Setting PROMETHEUS_ENDPOINT in docker-compose results in warning logs

Based on https://github.com/temporalio/temporal/issues/319 , I’ve added PROMETHEUS_ENDPOINT: '0.0.0.0:9090' to the Temporal docker-compose file. Launching results in:

{"level":"warn","ts":"2020-07-30T17:38:51.115Z","msg":"error in prometheus reporter","error":"a previously registered descriptor with the same fully-qualified name as Desc{fqName: \"history_size\", help: \"history_size histogram\", constLabels: {}, variableLabels: [operation stats_type namespace]} has different label names or a different help string","logging-call-at":"metrics.go:135"}
{"level":"warn","ts":"2020-07-30T17:38:51.115Z","msg":"error in prometheus reporter","error":"a previously registered descriptor with the same fully-qualified name as Desc{fqName: \"history_size\", help: \"history_size histogram\", constLabels: {}, variableLabels: [stats_type namespace operation]} has different label names or a different help string","logging-call-at":"metrics.go:135"}

Is this expected behavior from Temporal?

Also, the helm example shows additional metrics tags, should those be added by default in docker-compose setups?

Thank you

2 Likes

Hey Jocelyn, thank you for trying this out, and for your question!

We haven’t tested prometheus docker-compose setup yet.

Without having looked into this in depth, I think you should be able to provide a prometheus configuration file, that would tell prometheus which endpoints to scrape (e. g. ‘temporal:9090’).

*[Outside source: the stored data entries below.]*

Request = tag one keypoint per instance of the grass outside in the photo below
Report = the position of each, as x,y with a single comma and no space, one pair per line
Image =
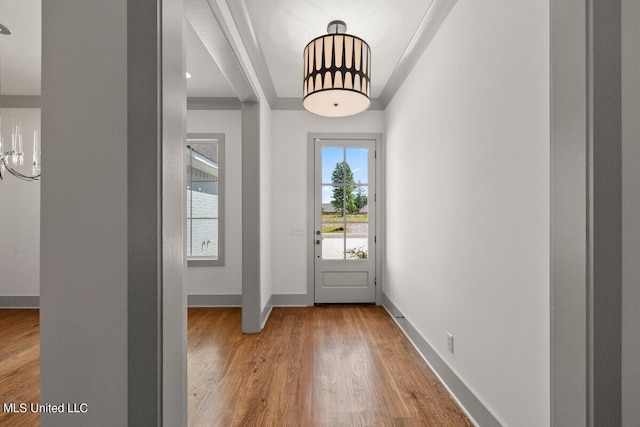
332,223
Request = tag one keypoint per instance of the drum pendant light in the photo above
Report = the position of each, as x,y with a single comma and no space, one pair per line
337,73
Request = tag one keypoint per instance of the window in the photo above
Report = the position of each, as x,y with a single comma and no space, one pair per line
205,199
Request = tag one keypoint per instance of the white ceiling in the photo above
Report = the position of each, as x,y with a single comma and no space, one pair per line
284,27
20,55
206,78
281,27
20,51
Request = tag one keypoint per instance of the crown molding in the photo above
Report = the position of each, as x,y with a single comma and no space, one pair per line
427,29
20,101
207,103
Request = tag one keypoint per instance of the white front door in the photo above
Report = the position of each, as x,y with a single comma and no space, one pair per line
344,220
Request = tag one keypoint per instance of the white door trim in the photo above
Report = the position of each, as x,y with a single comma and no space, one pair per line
380,207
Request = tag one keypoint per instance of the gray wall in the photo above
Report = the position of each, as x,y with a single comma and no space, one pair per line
630,212
84,236
113,321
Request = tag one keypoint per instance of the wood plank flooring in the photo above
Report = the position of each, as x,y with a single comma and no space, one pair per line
311,366
19,364
331,365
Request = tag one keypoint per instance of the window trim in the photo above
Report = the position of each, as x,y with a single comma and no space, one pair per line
220,140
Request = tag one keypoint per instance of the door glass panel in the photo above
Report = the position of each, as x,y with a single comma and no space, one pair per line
357,159
332,223
332,161
357,248
357,230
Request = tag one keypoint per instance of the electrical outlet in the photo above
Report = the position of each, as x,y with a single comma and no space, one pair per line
298,231
450,342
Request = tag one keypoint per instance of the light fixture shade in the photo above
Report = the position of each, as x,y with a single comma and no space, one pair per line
337,75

Here is the relevant section in prometheus docs:

https://prometheus.io/docs/introduction/first_steps/#configuring-prometheus

scrape_configs:
  - job_name: prometheus
    static_configs:
      - targets: ['localhost:9090']

Separate from that, the error message you included makes me wonder if we have a bug around using prometheus from inside our docker-compose, in a setup where all service roles are collapsed into one.

I will create a bug report for us to investigate and, if this is a real problem, track that. (you are welcome to create that, too if you prefer to have it under your name). https://github.com/temporalio/temporal/issues/new/choose

(If you happen to have a docker-compose file with a repro that you are able share with us, it would help us reproducing the problem).)

Thank you!
Mark.

Hi Mark & thank you for your reply. So I did configure Prometheus with a config similar to your suggestion and also configured Grafana with the Temporal dashboards, that part seems to be working fine and I can see some graph data such as memory allocation or goroutines, I’m just not sure all the metrics are working properly.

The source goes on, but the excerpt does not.